Generally, I would not be concerned about the reduced accuracy. Suppose however there is also an incentive to not only minimize the cost but also to maximize the precision as well. Note that the precision is the positive predictive value or ppv = TP/(TP+FP)). Then the green line might be a good trade-off that gives a relatively low cost and a relatively high ppv. Here, I plotted the green line as the average of the red and blue lines (both credit cost and ppv functions seem to have about the same gradient between these regions so calculating the optimal threshold this way probably provides a good estimate), but is there a way to calculate this threshold exactly?

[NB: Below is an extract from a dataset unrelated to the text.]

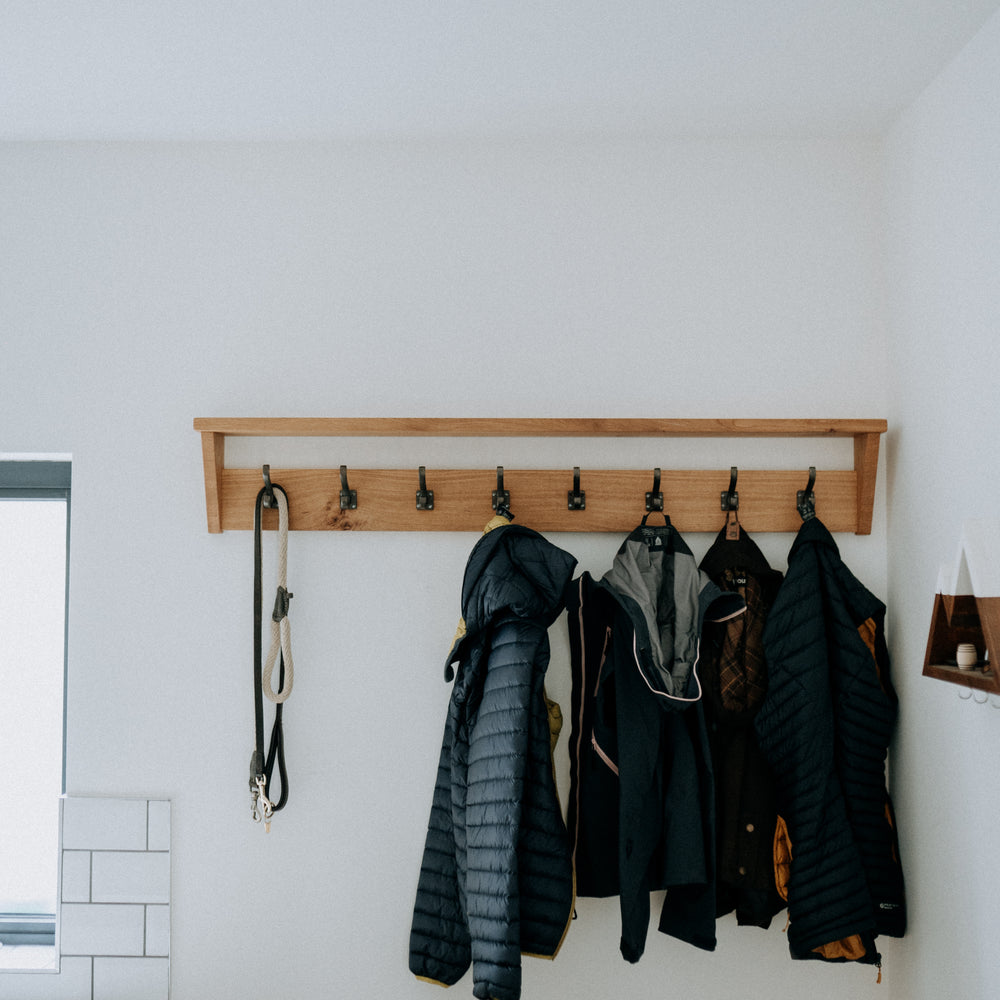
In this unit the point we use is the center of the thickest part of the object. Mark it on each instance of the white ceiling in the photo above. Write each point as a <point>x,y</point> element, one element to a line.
<point>245,69</point>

My thoughts are to create a new performance measure as a function of both the costs and the ppv, and then minimize this performance measure. Example: measure = credit.costs*(-ppv)
But I'm not sure how to code this in R. Any advice on what should be done would be greatly appreciated.
My R code is as follows:
library(mlr)
## Load dataset
data(GermanCredit, package = "caret")
credit.task = makeClassifTask(data = GermanCredit, target = "Class")
## Removing 2 columns: Purpose.Vacation,Personal.Female.Single
credit.task = removeConstantFeatures(credit.task)
## Generate cost matrix
costs = matrix(c(0, 1, 5, 0), 2)
colnames(costs) = rownames(costs) = getTaskClassLevels(credit.task)
## Make cost measure
credit.costs = makeCostMeasure(id = "credit.costs", name = "Credit costs", costs = costs, best = 0, worst = 5)
## Set training scheme with repeated 10-fold cross-validation
set.seed(100)
rin = makeResampleInstance("RepCV", folds = 10, reps = 3, task = credit.task)
## Fit a logistic regression model (nnet::multinom())
lrn = makeLearner("classif.multinom", predict.type = "prob", trace = FALSE)
r = resample(lrn, credit.task, resampling = rin, measures = list(credit.costs, mmce), show.info = FALSE)
r
# Tune the threshold using average costs based on the predicted probabilities on the 3 test data sets
cost_tune.res = tuneThreshold(pred = r$pred, measure = credit.costs)
# Tune the threshold using precision based on the predicted probabilities on the 3 test data sets
ppv_tune.res = tuneThreshold(pred = r$pred, measure = ppv)
d = generateThreshVsPerfData(r, measures = list(credit.costs, ppv, acc))
plt = plotThreshVsPerf(d)
plt + geom_vline(xintercept=cost_tune.res$th, colour = "blue") + geom_vline(xintercept=0.5, colour = "red") +
geom_vline(xintercept=1/2*(cost_tune.res$th + 0.5), colour = "green")
calculateConfusionMatrix(r$pred)
performance(r$pred, measures = list(acc, ppv, credit.costs))
Finally, I'm also a bit confused that about my ppv value. When I observe my confusion matrix, I am calculating my ppv as 442/(442+289) = 0.6046512 but the reported value is slightly different (0.6053531). Is there something wrong with my calculation?